Tancos. Arguido João Paulino quer entregar as armas que faltam

O principal arguido no caso do furto das armas de Tancos, João Paulino, propôs ao tribunal de Santarém devolver o material de guerra em falta

O pedido do ex-fuzileiro João Paulino foi esta sexta-feira autorizado pelo coletivo do tribunal de Santarém, que vai julgar o processo, bem como pelo Ministério Público, faltando apenas agilizar o procedimento da entrega das armas furtadas.

Entre as armas que não foram recuperadas dos paióis de Tancos estão munições e granadas.

Esta iniciativa do arguido, que segundo o Ministério Público foi o mentor do assalto aos paióis, poderá beneficiá-lo em sede de julgamento, designadamente numa atenuação da pena, por colaborar para a descoberta da verdade, disse à agência Lusa fonte ligada ao processo.

O início do julgamento dos 23 arguidos do processo de Tancos, entre os quais está o antigo ministro da Defesa Azeredo Lopes, está marcado para 02 de novembro.

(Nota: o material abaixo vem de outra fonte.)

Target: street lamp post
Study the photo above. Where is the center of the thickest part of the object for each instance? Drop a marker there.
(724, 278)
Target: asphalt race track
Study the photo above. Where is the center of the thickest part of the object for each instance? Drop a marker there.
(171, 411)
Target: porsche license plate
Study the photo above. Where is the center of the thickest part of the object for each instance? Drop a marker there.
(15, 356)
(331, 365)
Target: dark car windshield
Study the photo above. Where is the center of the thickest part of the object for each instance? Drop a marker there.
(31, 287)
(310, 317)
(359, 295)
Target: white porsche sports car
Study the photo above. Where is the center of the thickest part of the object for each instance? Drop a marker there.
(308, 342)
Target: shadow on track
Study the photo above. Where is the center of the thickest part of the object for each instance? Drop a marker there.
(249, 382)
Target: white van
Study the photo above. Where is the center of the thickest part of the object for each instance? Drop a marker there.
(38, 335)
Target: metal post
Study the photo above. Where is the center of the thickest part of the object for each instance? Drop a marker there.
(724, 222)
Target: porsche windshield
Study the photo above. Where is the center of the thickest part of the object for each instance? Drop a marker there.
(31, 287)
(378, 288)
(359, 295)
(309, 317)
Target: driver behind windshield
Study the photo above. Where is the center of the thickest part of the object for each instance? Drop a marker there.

Entre os 23 acusados estão também o ex-diretor nacional da Polícia Judiciária Militar (PJM) Luís Vieira e o ex-porta-voz da PJM Vasco Brazão estando em causa crimes que vão desde terrorismo, associação criminosa, denegação de justiça e prevaricação até falsificação de documentos, tráfico de influência, abuso de poder, recetação e detenção de arma proibida.

Nove dos arguidos são acusados de planear e executar o furto do material militar dos paióis nacionais e os restantes 14, entre os quais Azeredo Lopes, que se demitiu do cargo ministerial no seguimento do processo, e os dois elementos da PJM, da encenação que esteve na base da recuperação do equipamento.

O caso do furto das armas foi divulgado pelo Exército em 29 de junho de 2017 com a indicação de que ocorrera no dia anterior, tendo a recuperação de algum material ocorrido na região da Chamusca, Santarém, em outubro de 2017, numa operação que envolveu a PJM, em colaboração com elementos da GNR de Loulé.